Regressou à Guiné em Julho com a assistência da OIM. Ele disse que queria aprender a conduzir uma escavadora, mas a OIM ignorou os seus telefonemas e quando foi ao escritório disseram-lhe para parar de telefonar.
Ele criou um grupo de WhatsApp para mais de 50 migrantes que retornaram e que estavam frustrados. Ele também grava vídeos no TikTok alertando sobre a rota traiçoeira para a Europa.
Mas ele não tem como pagar a dívida dos seus pais, que apoiaram a sua viagem enviando dinheiro para pagar contrabandistas e subornar funcionários.
“Não estou fazendo nada agora”, disse ele, abaixando a cabeça de vergonha.
Tal como muitos países da África Subsariana, a Guiné possui ricos recursos naturais, incluindo os maiores depósitos de minério de ferro do mundo. Mas os especialistas dizem que a má gestão e a exploração por parte de empresas estrangeiras deixaram grande parte da população empobrecida.

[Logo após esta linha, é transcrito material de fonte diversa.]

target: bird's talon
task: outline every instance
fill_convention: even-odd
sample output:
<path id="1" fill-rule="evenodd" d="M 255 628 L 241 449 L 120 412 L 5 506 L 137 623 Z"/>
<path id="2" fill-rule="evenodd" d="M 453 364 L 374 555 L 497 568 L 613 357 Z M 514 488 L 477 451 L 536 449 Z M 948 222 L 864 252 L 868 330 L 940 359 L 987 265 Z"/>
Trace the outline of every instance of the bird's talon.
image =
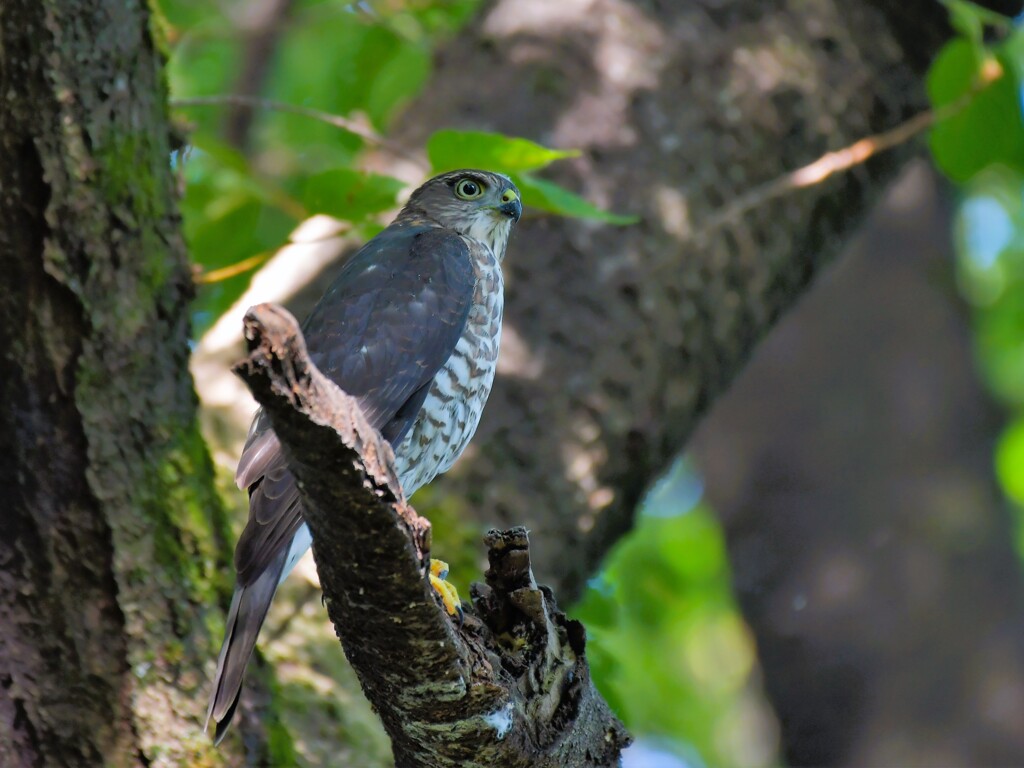
<path id="1" fill-rule="evenodd" d="M 445 577 L 448 576 L 448 563 L 443 560 L 430 561 L 430 586 L 434 588 L 441 597 L 441 602 L 444 604 L 444 609 L 448 611 L 449 616 L 459 617 L 459 626 L 462 626 L 462 622 L 465 619 L 465 614 L 462 610 L 462 601 L 459 600 L 459 592 L 455 589 L 455 585 L 445 581 Z"/>

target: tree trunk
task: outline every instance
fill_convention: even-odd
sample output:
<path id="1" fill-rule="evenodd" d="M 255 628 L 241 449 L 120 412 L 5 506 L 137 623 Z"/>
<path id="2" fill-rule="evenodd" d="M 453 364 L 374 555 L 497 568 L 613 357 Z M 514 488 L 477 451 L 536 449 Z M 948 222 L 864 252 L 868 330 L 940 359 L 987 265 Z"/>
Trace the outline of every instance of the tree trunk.
<path id="1" fill-rule="evenodd" d="M 521 223 L 505 262 L 499 379 L 473 445 L 421 511 L 527 525 L 538 578 L 562 599 L 578 594 L 700 415 L 919 147 L 712 233 L 706 222 L 758 184 L 924 109 L 945 18 L 928 2 L 505 0 L 445 46 L 399 120 L 409 148 L 453 125 L 581 147 L 561 180 L 644 222 Z M 393 158 L 379 162 L 390 169 Z M 749 522 L 768 535 L 767 521 Z M 1008 540 L 992 544 L 1011 561 Z M 971 588 L 979 602 L 993 589 Z M 870 631 L 854 624 L 846 638 L 866 643 Z M 786 676 L 787 658 L 765 658 L 770 679 Z M 796 707 L 842 703 L 823 695 L 776 701 L 794 724 L 784 734 L 794 757 L 813 749 Z M 855 738 L 856 722 L 840 737 L 837 720 L 825 741 Z"/>
<path id="2" fill-rule="evenodd" d="M 410 147 L 452 126 L 579 147 L 559 180 L 643 218 L 520 225 L 499 378 L 438 483 L 487 525 L 527 525 L 563 599 L 911 153 L 708 229 L 739 195 L 925 107 L 946 14 L 910 5 L 502 0 L 399 120 Z"/>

Mais de metade da população da Guiné, de 15 milhões de habitantes, vive em “níveis de pobreza sem precedentes” e é analfabeta, de acordo com o Programa Alimentar Mundial. O salário mínimo mensal oficial é inferior a US$ 65. Muitas pessoas trabalham na economia informal e ganham ainda menos.
“Aqueles com diploma trabalham como motoristas de táxi aqui”, disse Diallo. “Se houvesse oportunidades de emprego como em outras partes do país, todos ficariam aqui”.
Diallo e Kante disseram que não planejam “partir em uma aventura” tão cedo; este termo é amplamente utilizado para descrever a rota de migração para a Europa.
Mas isso ocorre principalmente porque eles não têm dinheiro. Sonham em trabalhar legalmente na Europa, mas o processo de visto pode custar centenas de dólares e a taxa de rejeição de candidaturas provenientes de países subsaarianos é elevada.
Elhadj Mohamed Diallo, Diretor da Organização Contra a Migração Irregular da Guiné, é um antigo migrante que chegou à Líbia antes de regressar. Está actualmente a trabalhar com a OIM em actividades de reintegração, mas manifestou dúvidas sobre a sua capacidade de impedir a remigração dos repatriados.
Ele disse que não podia culpá-los porque a vida em casa havia se tornado difícil.
“Não os estamos ajudando para que possam ficar. Estamos ajudando-os para que possam assumir o controle de suas vidas novamente”, disse ele. “A migração é uma coisa natural. Bloquear uma pessoa é como bloquear o fluxo. Quando você bloqueia a água, a água encontra o seu caminho.”